Ini
sudah halaman ke 79 yang
Wang Garcep klik di situs porno kesayangannya. Entah kenapa ia belum juga
merasa bergairah. Sekali pun ada, video itu sudah ia tonton sebanyak 17 kali
dalam minggu ini. Wanita jepang yang berperan menjadi suster, lalu mencumbu
pasiennya sendiri tentu saja selalu berhasil membuat pipa di selangkangannya
mengeras. Tapi ia bosan. Ia klik lagi halaman selanjutnya, dan hasilnya masih
tetap begitu.
Lalu
ia ingat, Reza Deni, kawannya si duda tua yang usianya hampir menyentuh
setengah abad, kemarin malam mengiriminya link
porno. Ia buka, lalu mencul situs porno lainnya yang sedikit membuat Wang
Garcep terkejut. Beauty Busty Latina
Playing with Sheeps, anjing lah! Wang Garcep mengumpat. Ia sedikit terkekeh
melihat judul video tersebut yang tak kalah bombastis dari berita-berita
garapan kawannya. Ia klik lalu
ia tonton video itu. Adegan awal menampilkan
seorang perempuan tanpa busana tengah bermain dengan domba-domba, ia meliak-liuk
hingga kemudian mulai
merancap dan berakting di depan kamera. Tak lama setelah itu, si wanita tanpa
busana membiarkan penis domba memasuki dirinya. Entah kenapa keringat di
punggung Wang Garcep menjadi banyak, lalu ia pergi ke kamar mandi dan mulai
mengocok pipanya.
“Bajingan!
Kenapa kau kirimi aku link bokep domba sialan itu,” Kata Wang Garcep, saat
bertemu Reza Deni di kantor keesokan paginya.
“Hetttt,
tapi seksi kan??” Hetttt adalah kata
pamungkas Reza Deni di setiap awal kalimatnya, yang dibunyikan dengan logat
betawi.
“Goblok,
mana ada nikmatnya nontonin domba-domba ngaceng?” Tentu saja Wang Garcep
berbohong, ia sangat menikmati video itu tadi malam.
“Hett,
ente yang goblok. Yang ente liat ini cewenya apa cowonya
sih?” Reza Deni terkekeh, “lagian kenapa sih masih aja nonton bokep, emangnya
Santi udah nggak menggairahkan lagi?”
Reza
Deni tak pernah tahu kalau selama ini Wang
Garcep memang tak pernah benar-benar menikmati momen bercinta dengan isterinya.

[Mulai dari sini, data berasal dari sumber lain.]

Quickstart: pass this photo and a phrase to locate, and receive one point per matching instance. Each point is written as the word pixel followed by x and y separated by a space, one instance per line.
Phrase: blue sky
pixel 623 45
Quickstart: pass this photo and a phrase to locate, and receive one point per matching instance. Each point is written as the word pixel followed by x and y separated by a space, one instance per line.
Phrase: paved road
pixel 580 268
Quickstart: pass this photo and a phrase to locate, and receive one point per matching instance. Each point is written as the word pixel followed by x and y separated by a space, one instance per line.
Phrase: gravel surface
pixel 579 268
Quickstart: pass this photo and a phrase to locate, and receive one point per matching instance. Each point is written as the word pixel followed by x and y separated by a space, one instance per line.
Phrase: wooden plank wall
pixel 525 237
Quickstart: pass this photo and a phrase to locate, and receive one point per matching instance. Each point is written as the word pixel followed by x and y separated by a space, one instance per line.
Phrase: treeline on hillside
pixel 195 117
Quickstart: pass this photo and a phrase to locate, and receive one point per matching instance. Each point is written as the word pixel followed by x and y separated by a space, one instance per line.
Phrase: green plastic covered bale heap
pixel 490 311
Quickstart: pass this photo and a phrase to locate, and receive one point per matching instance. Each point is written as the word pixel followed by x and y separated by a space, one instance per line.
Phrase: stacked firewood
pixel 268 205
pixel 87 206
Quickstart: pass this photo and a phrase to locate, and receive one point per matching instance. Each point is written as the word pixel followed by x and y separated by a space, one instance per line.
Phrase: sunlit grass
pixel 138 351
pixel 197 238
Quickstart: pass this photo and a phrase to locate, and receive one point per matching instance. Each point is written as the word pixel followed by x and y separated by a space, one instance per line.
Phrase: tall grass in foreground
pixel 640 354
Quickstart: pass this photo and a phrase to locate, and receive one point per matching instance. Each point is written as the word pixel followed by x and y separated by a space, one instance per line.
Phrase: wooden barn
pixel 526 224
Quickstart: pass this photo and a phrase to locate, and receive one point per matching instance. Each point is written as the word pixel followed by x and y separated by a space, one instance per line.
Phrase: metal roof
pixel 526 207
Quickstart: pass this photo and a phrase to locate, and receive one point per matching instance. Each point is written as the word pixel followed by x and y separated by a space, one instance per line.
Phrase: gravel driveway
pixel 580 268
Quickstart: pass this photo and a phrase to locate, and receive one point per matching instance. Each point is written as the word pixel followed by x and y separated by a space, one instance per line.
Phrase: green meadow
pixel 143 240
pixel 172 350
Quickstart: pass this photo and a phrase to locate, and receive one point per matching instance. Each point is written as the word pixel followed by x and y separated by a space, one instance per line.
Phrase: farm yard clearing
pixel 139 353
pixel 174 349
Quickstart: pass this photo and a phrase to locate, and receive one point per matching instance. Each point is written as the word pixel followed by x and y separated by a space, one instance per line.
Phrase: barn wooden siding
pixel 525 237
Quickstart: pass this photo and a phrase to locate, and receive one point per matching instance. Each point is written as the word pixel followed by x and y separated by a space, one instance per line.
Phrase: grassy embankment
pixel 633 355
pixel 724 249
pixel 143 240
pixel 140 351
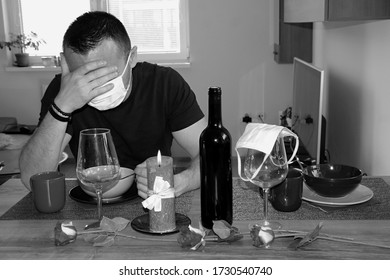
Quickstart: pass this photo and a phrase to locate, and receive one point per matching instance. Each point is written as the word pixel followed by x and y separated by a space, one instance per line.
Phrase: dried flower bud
pixel 262 236
pixel 64 233
pixel 191 237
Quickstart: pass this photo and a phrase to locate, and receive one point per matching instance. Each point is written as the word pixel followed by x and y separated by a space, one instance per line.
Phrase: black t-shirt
pixel 160 103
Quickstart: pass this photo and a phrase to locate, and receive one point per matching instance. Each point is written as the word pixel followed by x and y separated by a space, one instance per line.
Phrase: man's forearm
pixel 42 151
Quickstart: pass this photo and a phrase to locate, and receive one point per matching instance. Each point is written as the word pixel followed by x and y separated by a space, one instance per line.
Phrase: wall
pixel 231 46
pixel 356 57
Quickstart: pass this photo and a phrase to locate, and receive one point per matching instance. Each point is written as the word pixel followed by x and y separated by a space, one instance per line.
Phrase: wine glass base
pixel 92 225
pixel 270 224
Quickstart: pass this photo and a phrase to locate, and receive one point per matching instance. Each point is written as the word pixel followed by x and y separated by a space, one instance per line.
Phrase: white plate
pixel 359 195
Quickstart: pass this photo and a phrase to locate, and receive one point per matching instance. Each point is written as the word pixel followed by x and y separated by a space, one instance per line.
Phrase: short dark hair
pixel 91 28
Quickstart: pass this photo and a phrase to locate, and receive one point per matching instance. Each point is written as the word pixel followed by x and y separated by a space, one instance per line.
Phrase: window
pixel 159 28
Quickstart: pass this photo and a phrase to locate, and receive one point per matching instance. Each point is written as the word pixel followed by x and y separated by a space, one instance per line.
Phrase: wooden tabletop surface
pixel 34 239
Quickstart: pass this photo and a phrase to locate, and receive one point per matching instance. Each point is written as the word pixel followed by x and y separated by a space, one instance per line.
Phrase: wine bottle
pixel 215 166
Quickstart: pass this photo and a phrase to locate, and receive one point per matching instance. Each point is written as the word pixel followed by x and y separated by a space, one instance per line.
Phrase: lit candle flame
pixel 159 158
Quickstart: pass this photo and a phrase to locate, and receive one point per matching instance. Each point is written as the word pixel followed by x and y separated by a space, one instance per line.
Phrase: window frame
pixel 13 23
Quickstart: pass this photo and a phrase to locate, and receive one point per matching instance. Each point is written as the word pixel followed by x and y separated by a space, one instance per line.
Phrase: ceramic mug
pixel 287 196
pixel 48 190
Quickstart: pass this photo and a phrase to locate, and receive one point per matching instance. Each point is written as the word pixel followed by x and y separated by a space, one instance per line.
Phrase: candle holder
pixel 161 218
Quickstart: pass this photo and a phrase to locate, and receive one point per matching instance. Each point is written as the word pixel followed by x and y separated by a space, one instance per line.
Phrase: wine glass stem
pixel 265 197
pixel 99 196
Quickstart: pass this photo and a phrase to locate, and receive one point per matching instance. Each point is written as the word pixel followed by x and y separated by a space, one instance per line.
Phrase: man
pixel 145 106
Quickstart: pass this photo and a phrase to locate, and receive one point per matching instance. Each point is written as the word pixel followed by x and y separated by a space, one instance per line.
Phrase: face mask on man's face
pixel 115 96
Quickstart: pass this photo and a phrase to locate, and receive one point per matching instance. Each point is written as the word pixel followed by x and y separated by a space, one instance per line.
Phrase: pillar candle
pixel 164 220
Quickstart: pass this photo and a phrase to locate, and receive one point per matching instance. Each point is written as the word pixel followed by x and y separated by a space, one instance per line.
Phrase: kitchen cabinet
pixel 335 10
pixel 291 39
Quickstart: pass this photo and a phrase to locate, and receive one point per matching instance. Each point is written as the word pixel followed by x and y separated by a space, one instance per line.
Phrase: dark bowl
pixel 332 180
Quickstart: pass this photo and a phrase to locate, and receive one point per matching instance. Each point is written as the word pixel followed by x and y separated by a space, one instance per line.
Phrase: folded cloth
pixel 262 137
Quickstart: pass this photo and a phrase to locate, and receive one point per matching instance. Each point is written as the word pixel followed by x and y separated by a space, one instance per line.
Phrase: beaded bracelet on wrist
pixel 60 111
pixel 57 116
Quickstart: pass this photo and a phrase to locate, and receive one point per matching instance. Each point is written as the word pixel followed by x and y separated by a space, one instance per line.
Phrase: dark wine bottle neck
pixel 215 115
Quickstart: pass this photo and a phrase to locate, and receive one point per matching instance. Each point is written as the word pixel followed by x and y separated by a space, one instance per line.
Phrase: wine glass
pixel 97 164
pixel 273 171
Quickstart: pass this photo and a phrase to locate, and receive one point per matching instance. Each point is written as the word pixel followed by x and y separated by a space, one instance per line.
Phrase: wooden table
pixel 33 239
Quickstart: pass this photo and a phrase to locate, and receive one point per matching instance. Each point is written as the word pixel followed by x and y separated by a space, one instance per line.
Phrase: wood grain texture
pixel 34 239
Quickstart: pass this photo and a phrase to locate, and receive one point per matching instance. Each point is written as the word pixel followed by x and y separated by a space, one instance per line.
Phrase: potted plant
pixel 22 42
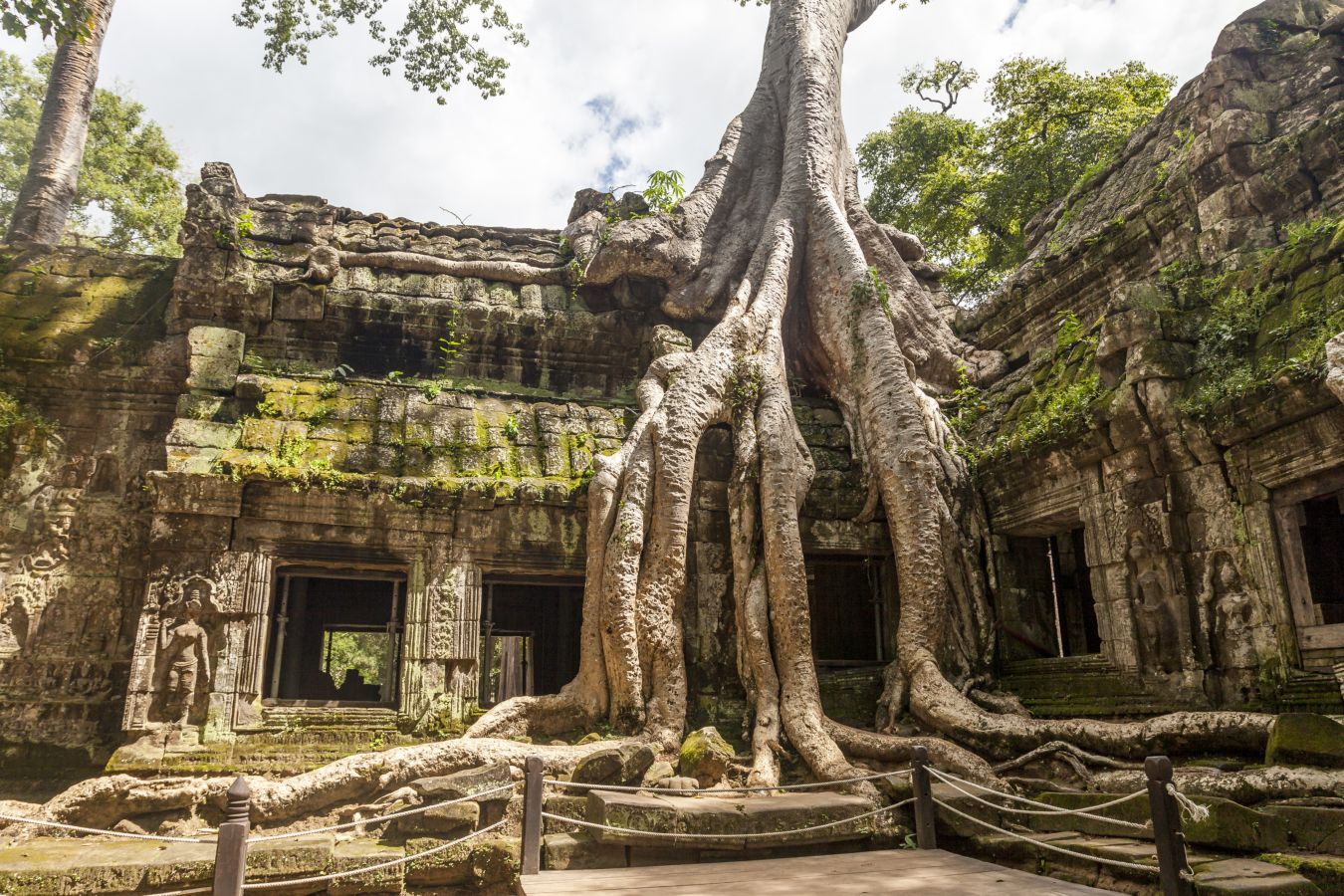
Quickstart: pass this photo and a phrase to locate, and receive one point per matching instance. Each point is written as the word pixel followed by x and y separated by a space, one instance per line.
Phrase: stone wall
pixel 88 384
pixel 1168 395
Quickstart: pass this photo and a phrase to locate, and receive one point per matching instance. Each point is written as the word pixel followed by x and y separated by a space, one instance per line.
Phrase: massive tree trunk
pixel 777 250
pixel 776 246
pixel 49 188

Kebiasannya menonton film porno sejak kelas dua SMP, dan mengeluarkan isi pipa
di selangkangannya secara otodidak—yang
dilakukan hampir setiap hari, membuat ia merasa bercinta tak pernah senikmat
fantasinya. Itu kenapa ia tak pernah bertahan lama ketika sedang bercinta dengan
Santi, dan selalu berakhir dengan kesan yang tak menyenangkan. Diam-diam Wang
Garcep bersyukur juga karena Santi tak pernah protes secara langsung masalah
ini. Sebab ia benar-benar tak ada waktu untuk peduli soal hubungan seksualnya.
“Hett,
diajak ngobrol juga,” Reza Deni memecah lamunannya. “Sudah ah, aku mau liputan
dulu,” ia merogoh kantongnya, kemudian menyodorkan lawar
gawainya ke Wang Garcep, “Lihatlah,
Ini
lucu sekali. Seorang pemuda gauli puluhan
ayam ternak tetangganya hingga mati. Wah bakal jadi headline nih,” Wang Garcep
tak begitu peduli dengan
pemuda itu atau bahkan kepercayaan
diri Reza Deni.
“Eh,
Den, nanti dulu.” Kata Wang Garcep tiba-tiba. Reza Deni menoleh, lalu ia menenggak
memberi tanda kepada Wang Garcep untuk melanjutkan kalimatnya, “kau dapat
film-film macam itu dari mana?”
Reza
Deni menyeringai.
***
Putrid Sex. Judul
itu cukup mencuri perhatian Wang Garcep. Lalu ia klik dan menunggu sampai lamannya terbuka. Saat ia
memulai video itu, ia cukup terkejut ketika melihat banyak darah di mana-mana.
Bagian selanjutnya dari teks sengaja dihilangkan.